After an exploratory trip in October 2004 to The Gambia by Zook and Clair Good, EMM’s representative to Africa, the EMM board voted to enter The Gambia as an EMM location. Earlier this month, Forrester was appointed as an EMM missionary and credentialed by Lancaster Mennonite Conference for the Gambia-Casamance field. Good explained that credentialing helps to open the door for national church registration of the emerging circle of churches. They are calling themselves the Mennonite Church of West Africa. A missionary support team (MST) based at New Holland Mennonite is raising program funds to assist with the ministries in The Gambia.

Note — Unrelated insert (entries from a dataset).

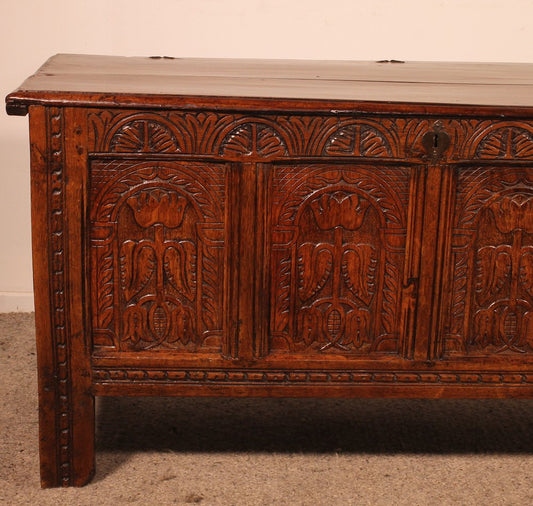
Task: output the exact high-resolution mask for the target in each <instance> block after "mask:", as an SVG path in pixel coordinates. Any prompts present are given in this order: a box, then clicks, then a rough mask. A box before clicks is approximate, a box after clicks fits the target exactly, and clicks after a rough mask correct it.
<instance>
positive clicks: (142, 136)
mask: <svg viewBox="0 0 533 506" xmlns="http://www.w3.org/2000/svg"><path fill="white" fill-rule="evenodd" d="M109 151H113V152H118V153H178V152H180V151H181V149H180V145H179V142H178V140H177V138H176V136H175V134H174V132H173V131H172V126H171V125H169V124H167V122H165V121H163V120H162V118H160V117H157V118H153V117H146V116H144V117H134V118H133V119H128V120H127V121H125V122H122V123H120V124H119V125H118V128H116V129H115V131H114V132H112V134H111V135H110V140H109Z"/></svg>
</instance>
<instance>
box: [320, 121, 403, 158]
mask: <svg viewBox="0 0 533 506" xmlns="http://www.w3.org/2000/svg"><path fill="white" fill-rule="evenodd" d="M324 154H326V155H335V154H337V155H352V156H369V157H392V156H393V154H392V149H391V146H390V144H389V142H388V141H387V139H386V138H385V136H384V135H383V133H382V132H380V131H379V130H378V129H377V128H374V127H372V126H370V125H364V124H354V125H348V126H345V127H342V128H340V129H339V130H337V131H336V132H335V133H334V134H333V135H332V136H331V137H330V138H329V140H328V142H327V143H326V147H325V150H324Z"/></svg>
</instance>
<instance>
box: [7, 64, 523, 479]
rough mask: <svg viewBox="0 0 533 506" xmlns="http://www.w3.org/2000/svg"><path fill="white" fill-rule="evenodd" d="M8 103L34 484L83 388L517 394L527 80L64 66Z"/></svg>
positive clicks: (220, 69) (515, 74) (129, 67)
mask: <svg viewBox="0 0 533 506" xmlns="http://www.w3.org/2000/svg"><path fill="white" fill-rule="evenodd" d="M7 110H8V112H9V113H10V114H26V113H27V112H28V111H29V113H30V137H31V177H32V216H33V245H34V271H35V301H36V320H37V339H38V360H39V389H40V392H39V393H40V431H41V448H40V449H41V475H42V484H43V486H55V485H64V486H68V485H82V484H83V483H85V482H87V480H89V479H90V477H91V475H92V472H93V467H94V466H93V433H94V405H93V400H94V396H95V395H204V396H205V395H226V396H249V395H255V396H350V397H362V396H390V397H393V396H394V397H433V398H435V397H531V396H532V394H533V65H524V64H522V65H519V64H506V65H505V64H503V65H495V64H478V65H469V64H421V63H402V62H376V63H373V62H372V63H370V62H367V63H352V62H303V61H302V62H290V61H277V62H276V61H264V62H261V61H253V60H248V61H246V60H244V61H236V60H180V59H170V58H153V59H150V58H115V57H95V56H73V55H70V56H69V55H59V56H55V57H53V58H52V59H51V60H49V61H48V62H47V63H46V64H45V65H44V66H43V67H42V68H41V69H40V70H39V72H38V73H37V74H35V75H34V76H33V77H31V78H29V79H28V80H27V81H26V82H25V83H24V84H23V85H22V87H21V88H20V89H19V90H17V91H16V92H14V93H12V94H11V95H9V96H8V97H7Z"/></svg>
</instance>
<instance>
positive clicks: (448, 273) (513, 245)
mask: <svg viewBox="0 0 533 506" xmlns="http://www.w3.org/2000/svg"><path fill="white" fill-rule="evenodd" d="M509 139H512V136H511V134H509ZM509 143H510V140H509ZM509 145H510V144H509ZM452 222H453V230H452V245H451V254H450V260H449V273H448V279H447V283H448V286H449V287H450V289H449V290H448V292H449V293H450V298H449V300H448V301H447V306H446V318H445V324H444V325H445V326H444V329H443V335H444V340H443V353H444V354H445V355H446V354H460V355H495V354H502V353H504V354H508V355H514V356H518V357H519V356H523V354H525V353H526V354H527V353H533V170H532V169H524V168H487V167H480V168H471V167H468V168H462V169H458V170H457V174H456V203H455V207H454V209H453V217H452Z"/></svg>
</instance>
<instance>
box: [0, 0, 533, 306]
mask: <svg viewBox="0 0 533 506" xmlns="http://www.w3.org/2000/svg"><path fill="white" fill-rule="evenodd" d="M0 23H1V29H0V48H1V49H0V76H1V78H0V92H1V94H2V95H6V94H7V93H8V92H10V91H11V90H12V89H14V88H16V87H17V86H18V85H19V84H20V83H21V82H22V81H23V79H24V78H25V77H26V76H28V75H29V74H31V73H32V72H33V71H34V70H35V69H36V68H37V67H38V66H39V65H40V64H41V63H42V62H43V61H44V60H45V59H46V58H47V57H48V56H50V55H52V54H55V53H60V52H61V53H68V52H71V53H89V54H117V55H170V56H181V57H186V56H196V57H234V58H240V57H251V58H310V59H356V60H357V59H363V60H375V59H392V58H395V59H404V60H450V61H516V62H533V0H369V1H356V0H329V1H328V0H326V1H325V0H301V1H297V0H148V1H147V0H77V1H75V0H47V1H43V0H1V1H0ZM28 160H29V154H28V141H27V118H18V117H10V118H8V117H7V116H6V115H5V114H0V171H1V175H0V177H1V181H2V183H1V185H0V229H1V237H2V248H1V249H0V312H2V311H10V310H30V309H31V308H32V296H31V290H32V280H31V253H30V216H29V189H28V186H29V177H28Z"/></svg>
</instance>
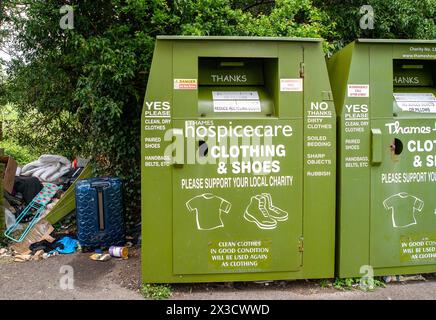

Almost devoid of natural resources, the tiny Gambian nation of one and a half million people has also become a home for refugees from one of the longest-running African wars in Casamance, Senegal, to the south. Working through grassroots tribal connections, MEHDA has also taken its holistic development to the Casamance region; another church is emerging among the Jolla people. When Good visited the Jolla region in October, a Muslim leader thanked him for the work of MEHDA and invited greater EMM involvement. “It’s hard to pray when you’re hungry,” he said.

Forrester believes that as they continue to work holistically in this Muslim-majority region of West Africa, tremendous potential exists for church growth in both The Gambia and Senegal. “People tell us, ‘You’re real. You don’t just preach and leave. You bring hope.’ When some Muslims initially opposed the opening of the church in Pirang, others defended it saying, ‘It’s a farm.’ We are committed to blessing the whole community,” Forrester said. When Good met with Sheik Lamin Gibba in Pirang, the sheik told him, “This Mennonite work helps to foster Christian-Muslim relations. We’ve been friendly for many years. There should be no ‘jihads’ for conversion. We know that some Muslims may become Christians, and some Christians Muslims.”